Wednesday, July 1, 2020:

  • Stay-at-home orders and reopening plans:
    • Maine moved into a new phase of reopening, allowing indoor amusement facilities, movie theaters, outdoor amusement facilities, performing arts venues, casinos, and close-contact personal services like nail salons to reopen at varying capacities. 
  • Election changes:
    • In New York, the filing deadline for independent nominating petitions was extended to July 30.
    • Delaware Gov. John Carney (D) signed HB346 into law, providing for the state election commission to automatically deliver a vote-by-mail application to every qualified voter in the 2020 primary, general, and special elections.
  • Mask requirements
    • Oregon Gov. Kate Brown (D) issued a statewide mandate requiring people to wear masks in indoor public spaces. 
  • Ballot measure changes:
    • Idaho Attorney General Lawrence Wasden (R) filed an emergency motion asking the U.S. Court of Appeals for the Ninth Circuit to stay a lower court’s ruling that allowed Reclaim Idaho, an organization that worked to put an initiative to raise the state income tax to fund K-12 education on the ballot, to collect electronic signatures.

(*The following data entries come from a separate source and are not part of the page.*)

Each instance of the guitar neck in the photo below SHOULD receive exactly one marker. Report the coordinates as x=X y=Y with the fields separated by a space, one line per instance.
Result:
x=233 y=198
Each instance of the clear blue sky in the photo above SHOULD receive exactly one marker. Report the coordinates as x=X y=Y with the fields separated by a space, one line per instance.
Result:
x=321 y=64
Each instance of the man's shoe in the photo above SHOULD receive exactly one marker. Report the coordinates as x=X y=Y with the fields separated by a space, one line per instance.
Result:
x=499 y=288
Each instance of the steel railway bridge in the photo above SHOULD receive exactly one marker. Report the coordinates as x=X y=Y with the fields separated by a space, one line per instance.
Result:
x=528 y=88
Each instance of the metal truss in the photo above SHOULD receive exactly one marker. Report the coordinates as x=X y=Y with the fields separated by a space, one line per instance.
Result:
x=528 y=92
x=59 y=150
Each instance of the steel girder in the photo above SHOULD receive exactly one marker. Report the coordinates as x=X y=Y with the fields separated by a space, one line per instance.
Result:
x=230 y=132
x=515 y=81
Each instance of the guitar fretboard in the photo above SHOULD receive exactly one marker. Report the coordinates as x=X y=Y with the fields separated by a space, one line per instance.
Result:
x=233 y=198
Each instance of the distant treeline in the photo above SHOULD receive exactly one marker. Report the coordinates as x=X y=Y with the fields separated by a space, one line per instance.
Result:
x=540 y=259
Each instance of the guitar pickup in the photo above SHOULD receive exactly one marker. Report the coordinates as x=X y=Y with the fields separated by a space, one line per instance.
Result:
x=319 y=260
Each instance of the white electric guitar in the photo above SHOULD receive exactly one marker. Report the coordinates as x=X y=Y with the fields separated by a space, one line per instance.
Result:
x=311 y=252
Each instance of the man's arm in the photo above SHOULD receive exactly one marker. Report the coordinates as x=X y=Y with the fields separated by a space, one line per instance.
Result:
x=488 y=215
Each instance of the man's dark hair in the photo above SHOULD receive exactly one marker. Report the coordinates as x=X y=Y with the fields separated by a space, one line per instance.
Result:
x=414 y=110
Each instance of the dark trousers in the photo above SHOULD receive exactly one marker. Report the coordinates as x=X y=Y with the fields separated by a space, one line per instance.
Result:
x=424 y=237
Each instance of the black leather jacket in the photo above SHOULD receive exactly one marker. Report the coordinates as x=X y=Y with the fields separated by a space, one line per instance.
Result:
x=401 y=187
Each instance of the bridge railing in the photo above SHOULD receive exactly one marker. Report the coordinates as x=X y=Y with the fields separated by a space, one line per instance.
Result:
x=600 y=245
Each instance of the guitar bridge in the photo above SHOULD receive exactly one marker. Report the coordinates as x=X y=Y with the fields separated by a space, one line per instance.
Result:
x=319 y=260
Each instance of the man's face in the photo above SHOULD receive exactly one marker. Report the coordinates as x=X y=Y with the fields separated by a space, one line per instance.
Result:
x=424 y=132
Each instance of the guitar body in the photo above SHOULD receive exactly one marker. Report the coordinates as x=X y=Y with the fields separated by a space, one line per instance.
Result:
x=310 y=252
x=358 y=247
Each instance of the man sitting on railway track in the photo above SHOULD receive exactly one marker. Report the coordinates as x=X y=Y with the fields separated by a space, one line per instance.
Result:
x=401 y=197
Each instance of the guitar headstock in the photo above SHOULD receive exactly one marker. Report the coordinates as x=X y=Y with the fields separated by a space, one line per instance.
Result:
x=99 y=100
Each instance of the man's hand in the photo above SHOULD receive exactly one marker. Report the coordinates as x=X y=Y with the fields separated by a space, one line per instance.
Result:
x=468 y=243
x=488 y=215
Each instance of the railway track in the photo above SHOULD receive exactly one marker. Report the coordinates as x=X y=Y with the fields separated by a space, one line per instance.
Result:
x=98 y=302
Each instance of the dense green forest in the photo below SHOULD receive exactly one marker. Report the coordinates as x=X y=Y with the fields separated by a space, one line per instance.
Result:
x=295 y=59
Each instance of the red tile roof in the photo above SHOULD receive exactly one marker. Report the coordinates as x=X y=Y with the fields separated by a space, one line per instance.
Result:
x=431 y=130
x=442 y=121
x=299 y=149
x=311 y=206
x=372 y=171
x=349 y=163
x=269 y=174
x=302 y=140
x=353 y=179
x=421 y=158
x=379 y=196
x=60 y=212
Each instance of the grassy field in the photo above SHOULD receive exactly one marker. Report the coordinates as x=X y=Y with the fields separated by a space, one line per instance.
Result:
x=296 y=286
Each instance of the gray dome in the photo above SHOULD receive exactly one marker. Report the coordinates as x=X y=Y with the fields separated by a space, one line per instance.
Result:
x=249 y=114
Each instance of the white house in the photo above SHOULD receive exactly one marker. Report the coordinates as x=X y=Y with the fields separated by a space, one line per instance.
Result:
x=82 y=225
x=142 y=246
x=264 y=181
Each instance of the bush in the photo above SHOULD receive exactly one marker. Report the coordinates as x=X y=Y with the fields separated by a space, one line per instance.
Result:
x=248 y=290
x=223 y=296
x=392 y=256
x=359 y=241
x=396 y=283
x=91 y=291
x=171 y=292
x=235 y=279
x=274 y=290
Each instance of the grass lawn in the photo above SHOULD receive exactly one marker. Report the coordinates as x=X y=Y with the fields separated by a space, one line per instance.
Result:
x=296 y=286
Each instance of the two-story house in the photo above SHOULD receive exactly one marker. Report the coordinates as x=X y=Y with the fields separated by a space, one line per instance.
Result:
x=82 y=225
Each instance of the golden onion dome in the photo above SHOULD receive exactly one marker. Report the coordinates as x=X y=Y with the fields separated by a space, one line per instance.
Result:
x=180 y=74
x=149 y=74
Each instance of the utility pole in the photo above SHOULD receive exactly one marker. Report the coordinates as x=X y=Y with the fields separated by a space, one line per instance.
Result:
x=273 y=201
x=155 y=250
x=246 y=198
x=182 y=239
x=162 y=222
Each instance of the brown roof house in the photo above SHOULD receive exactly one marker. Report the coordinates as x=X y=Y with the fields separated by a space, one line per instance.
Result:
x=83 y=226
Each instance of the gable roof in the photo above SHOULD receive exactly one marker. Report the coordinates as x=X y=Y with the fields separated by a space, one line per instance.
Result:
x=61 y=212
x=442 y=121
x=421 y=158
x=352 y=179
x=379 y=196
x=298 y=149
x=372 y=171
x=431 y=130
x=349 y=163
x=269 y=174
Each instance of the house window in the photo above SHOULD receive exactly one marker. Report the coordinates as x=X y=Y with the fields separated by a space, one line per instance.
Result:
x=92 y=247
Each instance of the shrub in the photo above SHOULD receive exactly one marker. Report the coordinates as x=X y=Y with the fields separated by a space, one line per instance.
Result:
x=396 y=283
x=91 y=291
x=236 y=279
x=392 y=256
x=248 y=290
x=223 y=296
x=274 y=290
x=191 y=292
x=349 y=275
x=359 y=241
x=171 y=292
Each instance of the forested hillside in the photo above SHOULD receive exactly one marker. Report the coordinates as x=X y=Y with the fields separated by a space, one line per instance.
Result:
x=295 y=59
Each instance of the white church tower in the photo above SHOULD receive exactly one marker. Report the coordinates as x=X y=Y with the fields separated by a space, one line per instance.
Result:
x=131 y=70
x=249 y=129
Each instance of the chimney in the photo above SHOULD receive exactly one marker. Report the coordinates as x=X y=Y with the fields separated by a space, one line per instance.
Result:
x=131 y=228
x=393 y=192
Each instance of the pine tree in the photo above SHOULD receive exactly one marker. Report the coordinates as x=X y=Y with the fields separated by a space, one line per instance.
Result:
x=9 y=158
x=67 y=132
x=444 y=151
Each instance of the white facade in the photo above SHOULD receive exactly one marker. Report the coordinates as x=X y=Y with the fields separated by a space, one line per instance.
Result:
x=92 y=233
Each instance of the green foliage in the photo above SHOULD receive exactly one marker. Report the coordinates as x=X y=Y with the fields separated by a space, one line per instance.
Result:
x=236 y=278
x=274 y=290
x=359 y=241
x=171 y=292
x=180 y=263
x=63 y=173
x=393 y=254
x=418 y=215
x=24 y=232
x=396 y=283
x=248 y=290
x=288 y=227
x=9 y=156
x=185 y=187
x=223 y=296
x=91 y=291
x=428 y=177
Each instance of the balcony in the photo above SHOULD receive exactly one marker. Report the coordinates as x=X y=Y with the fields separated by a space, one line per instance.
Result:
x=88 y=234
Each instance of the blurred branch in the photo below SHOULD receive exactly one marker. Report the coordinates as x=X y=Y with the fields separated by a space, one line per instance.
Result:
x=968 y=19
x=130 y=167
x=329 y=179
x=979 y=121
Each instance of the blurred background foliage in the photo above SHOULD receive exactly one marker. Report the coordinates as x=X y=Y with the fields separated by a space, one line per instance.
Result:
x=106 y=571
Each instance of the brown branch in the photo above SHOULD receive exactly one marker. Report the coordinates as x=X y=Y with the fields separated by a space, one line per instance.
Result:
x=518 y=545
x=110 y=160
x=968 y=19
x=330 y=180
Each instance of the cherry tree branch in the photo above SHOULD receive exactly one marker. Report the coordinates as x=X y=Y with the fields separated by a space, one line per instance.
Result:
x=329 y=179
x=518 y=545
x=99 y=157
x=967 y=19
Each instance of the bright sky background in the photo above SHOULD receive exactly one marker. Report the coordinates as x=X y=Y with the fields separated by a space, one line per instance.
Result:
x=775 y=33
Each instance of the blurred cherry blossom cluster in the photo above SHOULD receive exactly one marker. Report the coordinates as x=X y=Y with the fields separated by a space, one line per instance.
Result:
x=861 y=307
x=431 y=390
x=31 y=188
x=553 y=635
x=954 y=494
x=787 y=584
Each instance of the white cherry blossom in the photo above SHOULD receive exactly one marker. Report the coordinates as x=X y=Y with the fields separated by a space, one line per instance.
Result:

    • The Colorado Supreme Court rejected Gov. Jared Polis’s (D) executive order allowing for ballot initiative petitions to be signed through the mail and email and instead ruled that initiative proponents must gather signatures in person.
  • School closures and reopenings:
    • The Iowa Department of Education allowed K-12 public schools to reopen. Officials announced there would be no requirement for students or staff to wear face coverings, undergo health checks, or social distance.
    • The Wyoming Department of Education released guidance for reopening schools in the state. The state’s 48 school districts were responsible for developing reopening plans in accordance with the guidance and submitting those plans for state approval. 
  • Eviction moratoriums:
    • Nevada Gov. Steve Sisolak (D) signed an order that allowed residential evictions to resume for actions that did not include the non-payment of rent.
    • New Hampshire Gov. Chris Sununu (R) ended the statewide moratorium on evictions.